Question Variations

I set up the following question “I want to see my last paycheck”
A question variation was configured with “Iast paycheck”
In the chat dialogue I entered “see may last paycheck”
The system then returned a message asking me to select which of four topics I wanted to cover. One of those topics was “I want to see my last paycheck”

Questions:

  1. “see my last paycheck” is in the chat bot and is configured as part of the question variations; so why did the system not know I wanted to see my last paycheck.
  2. When I select 1 does the system automatically update (“learn”) the Question variations so that next time I come through and say See My Paycheck it knows to show me the last paycheck?

Hi @Sunil_Vatave,

Containing the the phrase does not meaning it will be matched with high confidence. Here is one case the chatbot was not confident enough to give the answer right away. So it gave the a choice for user to confirm. This also help disambiguate user’s intent and produces an answer more relevant. In this particular case, it may a bit overdone. But on average, this technique seems to make the conversation more satisfying. Let us know if you have any suggestions.

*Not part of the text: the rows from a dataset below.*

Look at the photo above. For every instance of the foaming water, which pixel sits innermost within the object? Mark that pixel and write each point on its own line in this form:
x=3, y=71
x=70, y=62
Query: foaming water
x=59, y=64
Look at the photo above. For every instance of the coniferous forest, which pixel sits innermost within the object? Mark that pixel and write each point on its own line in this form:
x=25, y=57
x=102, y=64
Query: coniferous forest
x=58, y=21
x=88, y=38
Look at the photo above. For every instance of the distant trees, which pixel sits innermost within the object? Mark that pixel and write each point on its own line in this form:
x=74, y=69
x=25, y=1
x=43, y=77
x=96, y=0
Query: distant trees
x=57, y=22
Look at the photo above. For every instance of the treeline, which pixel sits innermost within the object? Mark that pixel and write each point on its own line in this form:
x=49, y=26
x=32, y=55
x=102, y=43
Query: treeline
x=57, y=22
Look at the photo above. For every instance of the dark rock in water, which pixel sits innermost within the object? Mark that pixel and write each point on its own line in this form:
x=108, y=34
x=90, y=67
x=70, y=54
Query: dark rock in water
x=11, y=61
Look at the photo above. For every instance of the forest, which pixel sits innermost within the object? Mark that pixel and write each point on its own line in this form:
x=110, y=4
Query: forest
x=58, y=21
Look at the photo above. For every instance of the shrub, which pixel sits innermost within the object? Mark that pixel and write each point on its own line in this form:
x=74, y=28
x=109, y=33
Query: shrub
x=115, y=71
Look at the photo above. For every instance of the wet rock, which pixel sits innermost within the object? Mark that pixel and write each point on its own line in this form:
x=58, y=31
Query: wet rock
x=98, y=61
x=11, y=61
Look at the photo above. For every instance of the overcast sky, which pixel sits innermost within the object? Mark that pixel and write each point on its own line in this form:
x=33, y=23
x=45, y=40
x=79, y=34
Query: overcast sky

So once the question get selected from the choice in real chat (not in preview), the system does remember such selection. However, the system does not update the Q&As automatically, because sometimes the chatbot designer wants to answer the question differently. So what the system does is to show the question as unanswered on the Q&A board, and give the question that users selected the most as suggestion. The designer can submit/update the Q&A right away without manually input any answer if they agree with the suggestion. And the unanswered question will become an variation of that existing question.

@Sunil_Vatave
As mentioned by @wchen, Juji uses machine learning to measure how semantically closely your input is to one of your training data samples (i.e., the examples you put in).

Only when the semantic similarity exceeds a certain threshold, the system will automatically display the corresponding answer. When the similarity is below the threshold, it then suggests possible matches.

For example, your training example “last paycheck” may mean many things, and your input “see my last paycheck” matched your training examples marginally and didn’t exceed the threshold to get an answer automatically. Our system currently takes a relatively conservative approach to favor a high degree of matching. We believe this approach scales better especially when the system grows with more knowledge. For example, in the future, your chatbot may support actions such as "mail my last paycheck"or “missed last paycheck”, and you want the matches to be precise to retrieve the right answers. See my recent blog on this point on ensuring tighter semantic matches vs. only keyword matches.

On the Wenxi’s second point, the system currently also requires a human to verify the answer to ensure the coherence of your knowledge base because users’ choices or system suggestions may be unintended or wrong. Having a person (e.g., a human agent) verify the answer before updating the knowledge base is safer and goes a longer way.